I have often wondered how students of difference, as I briefly sketch out above, would fair in today’s integrated culture where art schools have been folded into the fabric and corporate demands of University. It is possible that such students might not find a way into university. If that is the case then we as a nation are much the poorer, as I know firsthand that the students of difference really do see the world in new and unique ways; they really do utilise irrational logic which opens curiosity and a desire to know more. Such qualities are highly valued by research, however we may be locking out our best practitioners unwittingly.
Dr Paul Uhlmann is coordinator of Visual Arts in the School of Arts and Humanities, Edith Cowan University in Perth and is a practicing artist who works in painting, printmaking and artists’ books.
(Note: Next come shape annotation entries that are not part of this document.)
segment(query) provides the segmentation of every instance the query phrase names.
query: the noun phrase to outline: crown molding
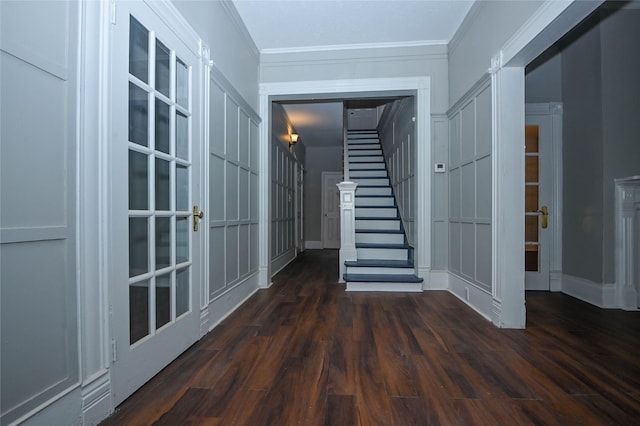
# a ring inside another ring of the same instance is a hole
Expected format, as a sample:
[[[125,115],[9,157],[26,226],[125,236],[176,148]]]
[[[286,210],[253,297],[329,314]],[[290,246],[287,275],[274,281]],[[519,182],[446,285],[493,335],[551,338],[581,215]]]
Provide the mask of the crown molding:
[[[397,49],[402,47],[428,47],[428,46],[446,46],[446,40],[418,40],[418,41],[401,41],[401,42],[383,42],[383,43],[356,43],[356,44],[334,44],[326,46],[308,46],[308,47],[283,47],[273,49],[262,49],[262,55],[278,55],[287,53],[313,53],[313,52],[331,52],[340,50],[362,50],[362,49]]]

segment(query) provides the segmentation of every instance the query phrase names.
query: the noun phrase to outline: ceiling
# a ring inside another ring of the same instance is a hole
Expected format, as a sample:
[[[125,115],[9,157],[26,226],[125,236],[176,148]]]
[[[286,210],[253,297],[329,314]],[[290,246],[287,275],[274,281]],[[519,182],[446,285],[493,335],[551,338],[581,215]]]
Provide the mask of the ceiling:
[[[473,0],[233,0],[258,49],[448,43]]]
[[[258,49],[268,54],[446,44],[473,0],[233,0],[233,3]],[[305,146],[342,144],[342,100],[282,104]]]

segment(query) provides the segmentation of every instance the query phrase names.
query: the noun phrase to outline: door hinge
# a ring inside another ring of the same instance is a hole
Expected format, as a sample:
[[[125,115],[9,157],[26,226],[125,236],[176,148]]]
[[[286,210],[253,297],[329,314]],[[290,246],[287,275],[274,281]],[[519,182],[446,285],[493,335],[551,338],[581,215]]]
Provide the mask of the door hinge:
[[[109,5],[111,9],[111,24],[116,24],[116,0],[111,0],[111,4]]]
[[[116,339],[111,339],[111,363],[114,364],[118,360],[118,344]]]

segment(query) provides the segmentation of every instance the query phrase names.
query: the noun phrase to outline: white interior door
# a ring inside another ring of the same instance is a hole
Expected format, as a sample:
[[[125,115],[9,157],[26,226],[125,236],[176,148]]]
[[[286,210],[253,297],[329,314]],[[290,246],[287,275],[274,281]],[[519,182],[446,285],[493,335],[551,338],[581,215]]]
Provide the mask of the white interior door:
[[[341,172],[322,172],[322,247],[340,248]]]
[[[109,254],[116,404],[199,336],[199,46],[167,22],[143,2],[117,4]]]
[[[549,290],[553,240],[553,133],[550,115],[525,123],[525,288]]]

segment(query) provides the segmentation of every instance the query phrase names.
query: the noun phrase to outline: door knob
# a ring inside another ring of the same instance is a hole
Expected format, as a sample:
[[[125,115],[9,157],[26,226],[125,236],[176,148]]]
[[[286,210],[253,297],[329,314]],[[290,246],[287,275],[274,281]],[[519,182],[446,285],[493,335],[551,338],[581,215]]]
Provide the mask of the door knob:
[[[542,206],[540,207],[540,210],[538,210],[538,213],[542,213],[542,223],[540,226],[542,226],[542,229],[547,229],[549,226],[549,208],[547,206]]]
[[[193,232],[198,232],[198,224],[203,217],[204,212],[200,210],[200,207],[197,204],[193,206]]]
He is interested in philosophies of impermanence.
He studied art in Australia, was the recipient of a DAAD scholarship to study in Germany (1986-87), an Australia Council Studio Residency grant to study frescos in Italy (1994), and an Anne and Gordon International Samstag Visual Arts Scholarship to study in the Netherlands (1994-95). His PhD was conferred at RMIT in 2012. He has exhibited nationally and internationally since 1983 and his work is held in many collections including the National Gallery of Australia, Art Gallery of New South Wales, Art Gallery of Western Australia and National Gallery of Victoria.
He was one of the featured artists in Batavia: giving voice to the voiceless exhibited in 2017 at the Lawrence Wilson Art Gallery at UWA – a book of this project, where art intersected with science to give new perspectives of the Batavia shipwreck story, is forthcoming. His work is represented by Art Collective WA.